The Rose Variations by Marisha Chamberlain follows the story of Rose MacGregor, the “Girl Composer” in residence at a St. Paul University (based on Macalester College) in the 1970’s. Freshly emancipated from a strained home-life back in New Hampshire, Rose struggles to discover herself and what she truly wants out of this new chapter of her life. She comes to Minnesota armed with only a cello and a few personal possessions, determined to secure a tenured position and prove her worth. She vows to escape the distractions of romance, instead focusing on cultivating her music. Despite her best intentions, Rose is helpless to avoid the fray, soon finding herself swept up in the trysts and sagas of St. Paul. The politics of a school that considers her only a novelty, the tumultuous relationships with her colleagues Allen and Frances, and the intrusion of wild younger sister Natalie all serve as the backdrop to Rose’s own host of dalliances and entanglements.

Chamberlain wins us over with an offbeat cast of characters who enchant, surprise, and at times even disappoint us. Her sympathy and affection for them is clear, but even in this sympathy the novel is not just a bumpy ride to a collection of neatly packaged happy endings. Her aim is never truer than in the moments she reminds us how crushingly unfair life can be. She takes the time to acknowledge not just the moments of deep loneliness and the height of new passions that captivate our lives, but the little storms, the near misses and might-have-beens, the triumphs and setbacks that steer our course.
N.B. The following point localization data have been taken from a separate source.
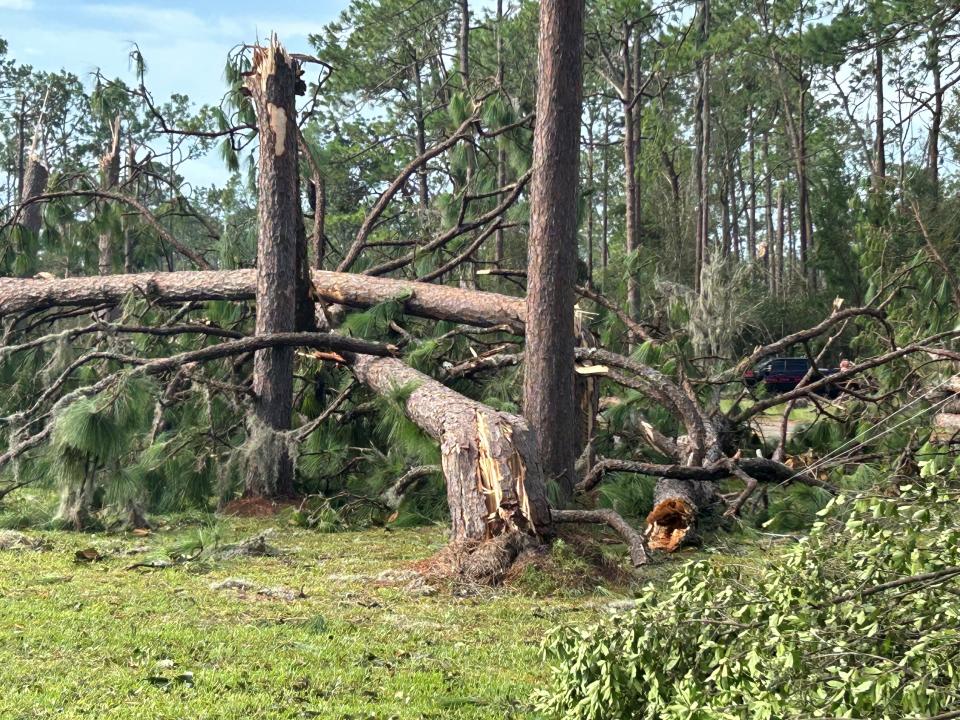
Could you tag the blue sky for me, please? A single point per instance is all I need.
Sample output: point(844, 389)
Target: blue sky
point(185, 44)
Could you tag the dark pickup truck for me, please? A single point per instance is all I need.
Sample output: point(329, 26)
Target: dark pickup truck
point(782, 374)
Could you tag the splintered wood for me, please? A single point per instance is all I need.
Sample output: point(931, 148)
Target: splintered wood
point(491, 477)
point(668, 524)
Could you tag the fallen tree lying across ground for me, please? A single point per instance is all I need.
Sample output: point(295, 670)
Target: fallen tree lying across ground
point(495, 487)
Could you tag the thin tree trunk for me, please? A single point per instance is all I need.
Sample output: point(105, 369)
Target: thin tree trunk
point(768, 214)
point(734, 214)
point(421, 139)
point(128, 244)
point(495, 488)
point(548, 393)
point(272, 85)
point(778, 262)
point(936, 116)
point(605, 210)
point(880, 158)
point(703, 147)
point(752, 217)
point(501, 152)
point(34, 183)
point(21, 146)
point(630, 173)
point(318, 238)
point(590, 203)
point(109, 178)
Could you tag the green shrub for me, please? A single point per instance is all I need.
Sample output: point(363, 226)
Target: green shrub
point(812, 633)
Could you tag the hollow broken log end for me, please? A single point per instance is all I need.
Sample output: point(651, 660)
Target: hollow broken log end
point(669, 524)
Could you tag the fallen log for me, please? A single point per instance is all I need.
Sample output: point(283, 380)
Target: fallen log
point(495, 486)
point(438, 302)
point(676, 506)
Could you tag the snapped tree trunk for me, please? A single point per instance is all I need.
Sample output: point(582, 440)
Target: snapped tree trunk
point(495, 486)
point(109, 178)
point(676, 507)
point(548, 384)
point(630, 171)
point(34, 183)
point(272, 85)
point(437, 302)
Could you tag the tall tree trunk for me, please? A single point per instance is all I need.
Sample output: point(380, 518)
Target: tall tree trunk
point(630, 171)
point(318, 236)
point(34, 183)
point(495, 486)
point(703, 146)
point(752, 216)
point(134, 177)
point(109, 178)
point(548, 394)
point(880, 157)
point(725, 218)
point(803, 209)
point(272, 84)
point(421, 138)
point(605, 209)
point(590, 203)
point(734, 213)
point(936, 115)
point(779, 259)
point(768, 214)
point(21, 146)
point(501, 151)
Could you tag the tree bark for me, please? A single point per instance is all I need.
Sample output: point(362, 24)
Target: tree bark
point(272, 85)
point(437, 302)
point(34, 183)
point(778, 258)
point(676, 507)
point(936, 115)
point(501, 152)
point(548, 387)
point(109, 178)
point(752, 216)
point(768, 214)
point(703, 148)
point(879, 143)
point(495, 485)
point(630, 172)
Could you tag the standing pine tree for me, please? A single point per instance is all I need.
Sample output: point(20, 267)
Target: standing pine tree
point(548, 394)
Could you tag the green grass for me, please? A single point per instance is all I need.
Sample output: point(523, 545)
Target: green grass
point(799, 414)
point(98, 640)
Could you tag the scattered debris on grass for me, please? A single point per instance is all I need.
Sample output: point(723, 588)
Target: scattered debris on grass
point(13, 540)
point(257, 546)
point(88, 555)
point(245, 588)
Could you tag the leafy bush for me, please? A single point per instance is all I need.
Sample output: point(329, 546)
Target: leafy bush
point(821, 631)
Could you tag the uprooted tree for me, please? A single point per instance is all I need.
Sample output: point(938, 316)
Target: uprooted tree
point(490, 457)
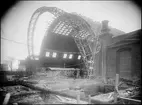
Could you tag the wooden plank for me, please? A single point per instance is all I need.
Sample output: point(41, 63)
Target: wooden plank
point(48, 91)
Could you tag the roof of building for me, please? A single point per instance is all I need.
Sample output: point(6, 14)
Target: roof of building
point(128, 38)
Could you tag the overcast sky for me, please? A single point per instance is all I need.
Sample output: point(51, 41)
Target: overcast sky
point(122, 15)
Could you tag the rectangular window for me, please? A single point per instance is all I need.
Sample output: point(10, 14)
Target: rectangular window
point(54, 55)
point(70, 56)
point(79, 57)
point(47, 54)
point(65, 56)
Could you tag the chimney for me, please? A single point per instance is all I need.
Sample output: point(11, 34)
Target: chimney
point(105, 27)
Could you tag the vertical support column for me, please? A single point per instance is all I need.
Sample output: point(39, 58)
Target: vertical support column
point(89, 99)
point(78, 98)
point(104, 63)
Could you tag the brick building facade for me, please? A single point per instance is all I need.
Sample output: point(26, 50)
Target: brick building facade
point(120, 54)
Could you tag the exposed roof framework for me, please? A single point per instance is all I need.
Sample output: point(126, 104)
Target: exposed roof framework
point(65, 24)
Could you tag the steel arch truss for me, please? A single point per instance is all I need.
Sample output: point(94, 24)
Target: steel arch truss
point(67, 24)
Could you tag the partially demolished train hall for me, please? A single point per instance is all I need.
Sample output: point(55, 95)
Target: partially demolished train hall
point(80, 62)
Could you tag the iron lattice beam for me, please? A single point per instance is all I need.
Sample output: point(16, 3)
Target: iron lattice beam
point(72, 24)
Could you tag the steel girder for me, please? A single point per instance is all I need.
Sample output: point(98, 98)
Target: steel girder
point(74, 25)
point(53, 10)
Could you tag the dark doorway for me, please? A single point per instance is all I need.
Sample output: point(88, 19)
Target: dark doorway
point(124, 63)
“Rose” is at its heart an exploration of ordinary lives we lead, lives which never take us to our intended destinations. While Rose’s focus occasionally strays from the religion of sheet music and concertos she has chosen for herself, this is forgivable in the larger context. Her greatest appeal is in her fumbling, grasping humanity, and nothing is more human than distraction. Where novelty intervenes, Rose’s music takes a step back, but never for long. Chamberlain’s insight into unedited, everyday life makes the journey we take compelling; she begins with a story that could become tedious in the wrong hands, and fills it with a careful balance of grace and contradictions that make it believable, and embraceable.

The narrative style of “Rose” is earthy and tranquil. Chamberlain observes the world with an artist’s eye and describes it in delicious prose, reminding us of her previous successes as a poet. Her attention to the changing seasons serves to facilitate the pace of the story, as we journey through the “boiling green springtime” of Rose’s hopeful arrival in Minnesota, the “flower-thickened sounds” of summer in the northern countryside, and the harrowing winter storm that mirrors the tumult of the book’s final chapters. Although the story takes place over several years, time moves beautifully throughout, immersing us in a transient landscape that is felt as much as visualized.

“The Rose Variations” is a wonderful debut for Chamberlain, and a book that will have readers eagerly anticipating the next offering from a very talented voice.